The idea of trying to get your work published can be anxiety inducing for a burgeoning poet, and publishing a chapbook may seem like an impossible dream. Chances are you’ve heard countless stories of rejection, and maybe it’s made you pessimistic. Maybe, despite feeling confident that you have a complete collection of poetry, you aren’t even willing to try.
But there is a smart way of going about it that will ensure more success. Before you start sending your work out, make sure you have a collection that you’re proud of. Your poems might have a standout, unifying theme. Or maybe they’re all in a similar structure: a crown of sonnets, a book of nature haikus. Organize your thoughts, and be ready to defend your poetry as a cohesive collection—not that you’ll have to, but knowing your work and being able to discuss why it is unique is important.
Once you’re confident with your body of poetry, your best bet is to research, and to research a lot. Order books from the presses you’re checking out, and see if you like the previously published poets. Figure out where your poetry fits in—find the presses that publish the kind of poetry you write. Don’t waste your time sending things off to a press you don’t know anything about.
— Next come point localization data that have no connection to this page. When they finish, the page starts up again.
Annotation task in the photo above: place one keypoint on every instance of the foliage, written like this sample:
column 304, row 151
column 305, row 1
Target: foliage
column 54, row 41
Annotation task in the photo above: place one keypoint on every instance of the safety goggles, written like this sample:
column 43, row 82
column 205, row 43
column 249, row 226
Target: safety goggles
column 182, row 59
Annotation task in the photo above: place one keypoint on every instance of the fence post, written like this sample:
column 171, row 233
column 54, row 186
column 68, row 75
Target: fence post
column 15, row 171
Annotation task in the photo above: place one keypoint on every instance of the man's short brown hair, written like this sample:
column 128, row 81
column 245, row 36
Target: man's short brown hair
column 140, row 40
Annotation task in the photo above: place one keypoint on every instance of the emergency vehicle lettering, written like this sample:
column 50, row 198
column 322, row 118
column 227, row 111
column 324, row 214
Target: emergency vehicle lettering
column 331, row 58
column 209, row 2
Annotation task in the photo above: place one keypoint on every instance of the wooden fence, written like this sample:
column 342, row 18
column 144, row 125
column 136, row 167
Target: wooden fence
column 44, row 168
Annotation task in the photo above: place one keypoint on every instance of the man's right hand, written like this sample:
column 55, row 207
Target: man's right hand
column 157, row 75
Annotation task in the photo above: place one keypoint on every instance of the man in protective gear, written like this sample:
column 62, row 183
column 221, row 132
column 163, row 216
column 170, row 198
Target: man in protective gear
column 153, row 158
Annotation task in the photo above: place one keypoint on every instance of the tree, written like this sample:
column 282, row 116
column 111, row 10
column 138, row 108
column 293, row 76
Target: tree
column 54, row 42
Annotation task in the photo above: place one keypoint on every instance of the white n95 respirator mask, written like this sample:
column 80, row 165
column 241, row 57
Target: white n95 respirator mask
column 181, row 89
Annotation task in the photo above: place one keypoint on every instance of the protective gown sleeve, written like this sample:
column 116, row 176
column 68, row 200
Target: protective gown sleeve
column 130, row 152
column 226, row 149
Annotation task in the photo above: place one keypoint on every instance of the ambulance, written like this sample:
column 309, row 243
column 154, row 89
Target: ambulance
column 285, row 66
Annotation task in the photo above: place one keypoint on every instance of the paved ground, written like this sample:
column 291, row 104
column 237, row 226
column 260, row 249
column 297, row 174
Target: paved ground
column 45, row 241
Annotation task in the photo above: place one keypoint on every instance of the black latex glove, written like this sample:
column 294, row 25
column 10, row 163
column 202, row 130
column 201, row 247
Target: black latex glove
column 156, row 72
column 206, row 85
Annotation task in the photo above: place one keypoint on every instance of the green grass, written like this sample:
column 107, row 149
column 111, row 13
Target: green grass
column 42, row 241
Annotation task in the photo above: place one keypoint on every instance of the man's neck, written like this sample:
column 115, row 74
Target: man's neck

Once you’ve identified your niche and you start sending your poetry to the right places, you’ll be on track.
Here are a few niche-specific presses to get started with:
Experimental/Genre Bending Poetry:
If your poetry uses genre as a transparent entity in which to manipulate and you find yourself most commonly describing your work as stand-alone, nonconformist verses, try Ahsahta Press, Furniture Press Books, or Interior Noise Press.
If your style has been influenced by extensive study of classic poets and you value the beauty of your poetry above experimentation, try Concrete Wolf, Parlor Press, or Pearl Editions.
If your poetry is inspired by love or heartbreak, thrill or anguish, and you often find yourself describing your work as confessional, try Flutter Press, Tipsy Lit, or Red Paint Hill Publishing.